PILs have emerged as promising green solvents for their use in the lignin extraction process, according to recent developments and research. ,, PILs display improved selectivity in the extraction process because of their capacity for hydrogen bonding, remarkable heat stability, low vapor pressure, recyclability, and particular interactions with lignin polymers. , Achinivu et al. reported the extraction of lignin from corn stover using protic ionic liquids. A lignin extraction efficiency of 75% was achieved at 90 °C in 24 h. Brandt-Talbot et al. studied bond breakage and its mechanism when PILs interact with biomass. They reported that PILs can depolymerize lignin by cleaving β-O-4 ether, glycosidic, and ester linkages and breaking the bonds present between lignin and hemicellulose. The same research team synthesized a protic ionic liquid ([TEA]­[HSO₄]) based on triethanolamine (TEA) on a large scale. They delignified Miscanthus giganteus using [TEA]­[HSO₄]; 85% lignin removal and 100% pure hemicellulose and cellulose were achieved.
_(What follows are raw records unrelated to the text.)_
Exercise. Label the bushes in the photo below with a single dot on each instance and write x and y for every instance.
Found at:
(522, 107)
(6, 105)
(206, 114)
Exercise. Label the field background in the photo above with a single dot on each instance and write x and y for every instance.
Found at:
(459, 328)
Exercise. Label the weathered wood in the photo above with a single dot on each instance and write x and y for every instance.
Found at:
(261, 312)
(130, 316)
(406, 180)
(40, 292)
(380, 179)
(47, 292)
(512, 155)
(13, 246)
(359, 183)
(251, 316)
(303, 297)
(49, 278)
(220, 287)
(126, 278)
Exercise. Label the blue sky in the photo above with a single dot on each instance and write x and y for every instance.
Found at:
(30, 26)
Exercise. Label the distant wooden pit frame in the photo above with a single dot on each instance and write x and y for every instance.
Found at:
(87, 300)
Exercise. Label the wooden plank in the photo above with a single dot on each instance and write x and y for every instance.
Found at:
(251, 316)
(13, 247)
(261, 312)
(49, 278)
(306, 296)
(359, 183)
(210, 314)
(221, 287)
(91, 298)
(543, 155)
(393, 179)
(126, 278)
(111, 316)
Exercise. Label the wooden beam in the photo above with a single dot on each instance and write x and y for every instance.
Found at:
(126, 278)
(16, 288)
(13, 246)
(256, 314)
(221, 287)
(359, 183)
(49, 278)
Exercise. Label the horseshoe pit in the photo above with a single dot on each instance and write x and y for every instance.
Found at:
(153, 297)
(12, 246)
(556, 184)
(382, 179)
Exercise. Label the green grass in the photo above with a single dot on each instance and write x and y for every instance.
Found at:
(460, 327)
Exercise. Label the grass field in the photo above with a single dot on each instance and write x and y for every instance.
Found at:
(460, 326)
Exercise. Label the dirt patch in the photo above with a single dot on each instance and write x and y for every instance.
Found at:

Brito et al. delignified cabbage stalks using bis­(2- hydroxyethyl) ammonium-cation-based PIL ([BHEA]­[Pr]). They reported a 90% lignin extraction efficiency from cabbage stalks. In order to investigate the toxicity of PILs, they prepared various samples of mineral acids and PILs with cabbage stalks, respectively. They reported that the proportion of toxic compounds in PIL-treated samples was far less than that in samples treated with conventional mineral acids.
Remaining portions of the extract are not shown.